Oxidizing FreeBSD's file system test suite

2022-09-12

TL;DR More than 100× faster than the original, with more features and better configurability!

Your proposal Rewrite PJDFSTest suite has been accepted by Org The FreeBSD Project for GSoC 2022.

So, here we are! My proposal for the Google Summer of Code has been accepted, and so start a long journey to rewrite this test suite! But what this project is about, why rewrite it in Rust anyway?

In this post, I will answer to these questions, by explaining what is the project, its current shortcomings and how rewriting it in Rust has solved them.

Thanks

These introductory words are to thank my mentor Alan Somers, for accepting the proposal, helping and guiding me through this journey! His high availability and his contributions helped me a lot to do this project! I also want to thank all the crate maintainers who allowed this project to be created and the authors of the original test suite!

Code

The code is available on GitHub.

What is pjdfstest?

First, pjdfstest is a test suite for POSIX system calls. It checks that they behave correctly according to the specification, e.g. return the right errors, change time metadata when appropriated, succeed when they should, etc.
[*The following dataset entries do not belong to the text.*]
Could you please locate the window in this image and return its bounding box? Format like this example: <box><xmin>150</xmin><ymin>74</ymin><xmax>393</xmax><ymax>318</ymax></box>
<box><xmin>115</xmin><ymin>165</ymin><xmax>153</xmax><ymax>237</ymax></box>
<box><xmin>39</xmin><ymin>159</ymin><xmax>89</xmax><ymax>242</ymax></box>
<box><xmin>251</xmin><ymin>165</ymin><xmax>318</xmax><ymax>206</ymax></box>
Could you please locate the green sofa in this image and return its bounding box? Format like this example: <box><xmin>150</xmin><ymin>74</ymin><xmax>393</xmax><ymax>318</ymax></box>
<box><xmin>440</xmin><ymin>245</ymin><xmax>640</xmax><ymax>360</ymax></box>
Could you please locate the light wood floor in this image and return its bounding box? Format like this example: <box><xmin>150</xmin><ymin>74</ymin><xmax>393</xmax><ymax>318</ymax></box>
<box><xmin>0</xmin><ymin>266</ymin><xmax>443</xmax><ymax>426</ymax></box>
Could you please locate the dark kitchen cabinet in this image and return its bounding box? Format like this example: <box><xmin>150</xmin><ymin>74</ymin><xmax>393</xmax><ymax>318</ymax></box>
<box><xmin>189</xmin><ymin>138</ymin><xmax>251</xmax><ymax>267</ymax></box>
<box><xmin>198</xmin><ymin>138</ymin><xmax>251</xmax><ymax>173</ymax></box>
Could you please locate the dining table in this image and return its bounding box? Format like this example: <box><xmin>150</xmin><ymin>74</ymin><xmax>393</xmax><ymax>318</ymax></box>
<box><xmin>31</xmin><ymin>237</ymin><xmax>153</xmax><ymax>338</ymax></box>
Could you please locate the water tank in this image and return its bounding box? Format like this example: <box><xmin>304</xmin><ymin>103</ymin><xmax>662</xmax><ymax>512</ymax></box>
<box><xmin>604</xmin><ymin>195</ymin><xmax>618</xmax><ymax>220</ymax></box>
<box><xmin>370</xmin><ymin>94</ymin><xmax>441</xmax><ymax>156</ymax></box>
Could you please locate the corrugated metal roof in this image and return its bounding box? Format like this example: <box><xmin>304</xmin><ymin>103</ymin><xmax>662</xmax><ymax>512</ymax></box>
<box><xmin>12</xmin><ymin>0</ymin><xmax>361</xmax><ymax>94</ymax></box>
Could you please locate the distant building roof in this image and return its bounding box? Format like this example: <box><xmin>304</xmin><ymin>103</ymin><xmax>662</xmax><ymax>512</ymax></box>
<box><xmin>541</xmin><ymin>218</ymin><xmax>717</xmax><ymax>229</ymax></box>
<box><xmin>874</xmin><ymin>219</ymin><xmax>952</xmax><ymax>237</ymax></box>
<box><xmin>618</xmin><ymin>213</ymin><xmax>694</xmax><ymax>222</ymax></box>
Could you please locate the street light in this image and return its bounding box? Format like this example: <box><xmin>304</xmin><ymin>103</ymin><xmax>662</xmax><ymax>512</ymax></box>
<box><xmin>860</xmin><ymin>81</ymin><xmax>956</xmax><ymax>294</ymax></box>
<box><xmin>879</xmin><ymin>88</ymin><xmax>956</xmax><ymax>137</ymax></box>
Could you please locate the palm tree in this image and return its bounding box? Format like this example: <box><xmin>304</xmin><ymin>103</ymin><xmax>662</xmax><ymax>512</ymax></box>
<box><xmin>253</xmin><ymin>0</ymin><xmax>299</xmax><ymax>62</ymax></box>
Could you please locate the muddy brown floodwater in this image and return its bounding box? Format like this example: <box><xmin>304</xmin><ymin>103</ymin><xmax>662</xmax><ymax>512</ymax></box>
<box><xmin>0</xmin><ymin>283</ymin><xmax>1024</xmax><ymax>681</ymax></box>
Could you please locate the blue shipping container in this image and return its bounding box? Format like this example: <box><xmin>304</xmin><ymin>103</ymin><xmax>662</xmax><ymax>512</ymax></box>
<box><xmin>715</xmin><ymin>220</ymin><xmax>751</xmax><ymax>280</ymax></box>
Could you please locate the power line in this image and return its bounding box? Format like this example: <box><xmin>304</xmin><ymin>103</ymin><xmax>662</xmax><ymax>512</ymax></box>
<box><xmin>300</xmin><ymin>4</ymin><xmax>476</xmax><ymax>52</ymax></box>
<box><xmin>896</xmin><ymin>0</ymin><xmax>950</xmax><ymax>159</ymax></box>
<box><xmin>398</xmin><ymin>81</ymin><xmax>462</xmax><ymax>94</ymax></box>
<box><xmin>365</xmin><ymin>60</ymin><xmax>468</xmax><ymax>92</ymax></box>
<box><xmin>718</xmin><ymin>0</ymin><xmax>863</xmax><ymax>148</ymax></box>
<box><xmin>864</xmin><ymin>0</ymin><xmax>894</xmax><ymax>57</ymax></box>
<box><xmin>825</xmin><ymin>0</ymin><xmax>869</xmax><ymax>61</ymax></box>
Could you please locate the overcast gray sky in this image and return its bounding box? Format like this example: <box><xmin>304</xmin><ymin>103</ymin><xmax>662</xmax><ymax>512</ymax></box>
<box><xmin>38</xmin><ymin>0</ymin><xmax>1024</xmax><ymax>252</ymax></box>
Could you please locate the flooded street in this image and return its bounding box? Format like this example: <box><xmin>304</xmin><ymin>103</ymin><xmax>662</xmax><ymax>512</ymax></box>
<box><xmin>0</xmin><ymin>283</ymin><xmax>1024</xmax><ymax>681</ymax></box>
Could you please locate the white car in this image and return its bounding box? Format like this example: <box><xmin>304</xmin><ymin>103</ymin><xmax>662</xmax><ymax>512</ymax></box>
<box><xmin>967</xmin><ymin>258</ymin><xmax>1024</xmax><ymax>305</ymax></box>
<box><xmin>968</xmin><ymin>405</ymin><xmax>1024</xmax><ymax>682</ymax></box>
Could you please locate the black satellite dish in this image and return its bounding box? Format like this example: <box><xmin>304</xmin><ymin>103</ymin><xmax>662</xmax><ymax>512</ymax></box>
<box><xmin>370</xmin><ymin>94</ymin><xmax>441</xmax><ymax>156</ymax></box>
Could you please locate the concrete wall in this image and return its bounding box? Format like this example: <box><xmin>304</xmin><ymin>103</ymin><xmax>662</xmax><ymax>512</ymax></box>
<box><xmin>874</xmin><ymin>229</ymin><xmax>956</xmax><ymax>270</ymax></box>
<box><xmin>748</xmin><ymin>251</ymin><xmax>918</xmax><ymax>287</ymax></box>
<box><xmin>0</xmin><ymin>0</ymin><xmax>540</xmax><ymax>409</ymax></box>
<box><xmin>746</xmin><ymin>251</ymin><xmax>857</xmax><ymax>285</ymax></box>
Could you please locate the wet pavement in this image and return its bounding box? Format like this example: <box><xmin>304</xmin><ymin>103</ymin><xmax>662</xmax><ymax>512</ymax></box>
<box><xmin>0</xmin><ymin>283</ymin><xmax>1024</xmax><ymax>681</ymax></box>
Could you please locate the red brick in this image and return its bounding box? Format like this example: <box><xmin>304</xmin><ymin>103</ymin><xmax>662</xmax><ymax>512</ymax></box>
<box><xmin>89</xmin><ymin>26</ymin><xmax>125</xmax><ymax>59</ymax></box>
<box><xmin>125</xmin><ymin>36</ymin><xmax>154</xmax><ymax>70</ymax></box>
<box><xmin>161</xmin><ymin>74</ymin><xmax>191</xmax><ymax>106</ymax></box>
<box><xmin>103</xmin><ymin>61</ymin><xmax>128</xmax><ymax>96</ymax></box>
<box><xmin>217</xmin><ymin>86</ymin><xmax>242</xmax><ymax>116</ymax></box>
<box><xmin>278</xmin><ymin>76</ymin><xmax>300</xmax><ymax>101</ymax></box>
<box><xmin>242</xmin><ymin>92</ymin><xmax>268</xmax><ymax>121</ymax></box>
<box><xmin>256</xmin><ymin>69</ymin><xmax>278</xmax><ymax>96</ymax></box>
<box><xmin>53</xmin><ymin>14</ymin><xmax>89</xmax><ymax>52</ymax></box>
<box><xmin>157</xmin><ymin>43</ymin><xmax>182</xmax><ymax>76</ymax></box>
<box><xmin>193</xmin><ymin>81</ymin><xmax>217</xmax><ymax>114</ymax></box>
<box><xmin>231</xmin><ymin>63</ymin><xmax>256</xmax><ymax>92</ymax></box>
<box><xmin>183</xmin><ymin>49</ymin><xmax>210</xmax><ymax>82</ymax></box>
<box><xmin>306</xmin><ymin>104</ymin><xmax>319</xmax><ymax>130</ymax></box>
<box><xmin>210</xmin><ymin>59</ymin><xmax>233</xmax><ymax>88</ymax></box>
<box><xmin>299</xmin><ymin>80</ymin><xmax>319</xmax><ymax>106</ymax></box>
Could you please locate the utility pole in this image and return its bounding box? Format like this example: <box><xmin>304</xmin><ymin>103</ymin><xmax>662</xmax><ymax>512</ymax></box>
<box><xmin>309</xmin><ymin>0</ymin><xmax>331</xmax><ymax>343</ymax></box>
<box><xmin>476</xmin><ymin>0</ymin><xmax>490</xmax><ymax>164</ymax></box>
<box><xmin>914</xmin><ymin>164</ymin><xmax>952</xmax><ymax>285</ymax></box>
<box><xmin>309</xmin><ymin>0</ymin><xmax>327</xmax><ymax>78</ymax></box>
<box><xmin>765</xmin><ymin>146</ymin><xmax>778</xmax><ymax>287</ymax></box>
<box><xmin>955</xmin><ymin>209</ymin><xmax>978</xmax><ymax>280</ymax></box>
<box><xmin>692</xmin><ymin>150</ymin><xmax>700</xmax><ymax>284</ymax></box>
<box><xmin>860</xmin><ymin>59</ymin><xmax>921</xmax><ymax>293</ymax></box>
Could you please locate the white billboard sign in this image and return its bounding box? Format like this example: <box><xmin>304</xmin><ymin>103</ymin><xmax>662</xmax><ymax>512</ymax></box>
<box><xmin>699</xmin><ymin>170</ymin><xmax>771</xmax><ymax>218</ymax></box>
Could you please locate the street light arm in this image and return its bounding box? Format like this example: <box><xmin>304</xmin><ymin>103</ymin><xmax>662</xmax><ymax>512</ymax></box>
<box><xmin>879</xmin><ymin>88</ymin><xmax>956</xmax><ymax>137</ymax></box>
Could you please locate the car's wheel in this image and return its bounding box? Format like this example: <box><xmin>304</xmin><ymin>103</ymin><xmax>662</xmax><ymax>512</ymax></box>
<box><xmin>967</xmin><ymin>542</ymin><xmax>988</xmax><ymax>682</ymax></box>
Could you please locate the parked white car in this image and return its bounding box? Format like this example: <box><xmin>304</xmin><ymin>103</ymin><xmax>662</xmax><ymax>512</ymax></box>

It’s particularly useful to test file systems, and mainly used to this effect.

In fact, it was originally written by Pawel Jakub Dawidek to validate the ZFS port to FreeBSD, but it now supports multiple operating systems and file systems, while still primarily used by the FreeBSD project to test against UFS and ZFS file systems.

Its tests are written in Shell script and relies on the TAP protocol to be executed, with a C component to use syscalls from shell script, which we are going to see in more detail in the next section.

TAP is a simple protocol for test reports.

Even if it’s supposed to test POSIX syscalls, some non-standardized like chflags(2) are tested as well.

Architecture

Like explained earlier, the main language for the test suite is Shell script. This is a high-level language, available on multiple platforms and with a simple syntax if we consider the POSIX-compatible subset.

However, it’s impossible to rely solely on it to test syscalls since it doesn’t have bindings to call these functions directly. Even if most syscalls have binaries counterparts, what should be tested is their implementations.

`pjdfstest.c`

This is where the pjdfstest program comes useful. It acts as a thin layer between syscalls and shell, by providing a command-line interface similar to how these syscalls should be called in C. It returns the result on the standard output, whether that be a formatted one like for the stat(2) output, an error string when a syscall fails, or 0 when all went well.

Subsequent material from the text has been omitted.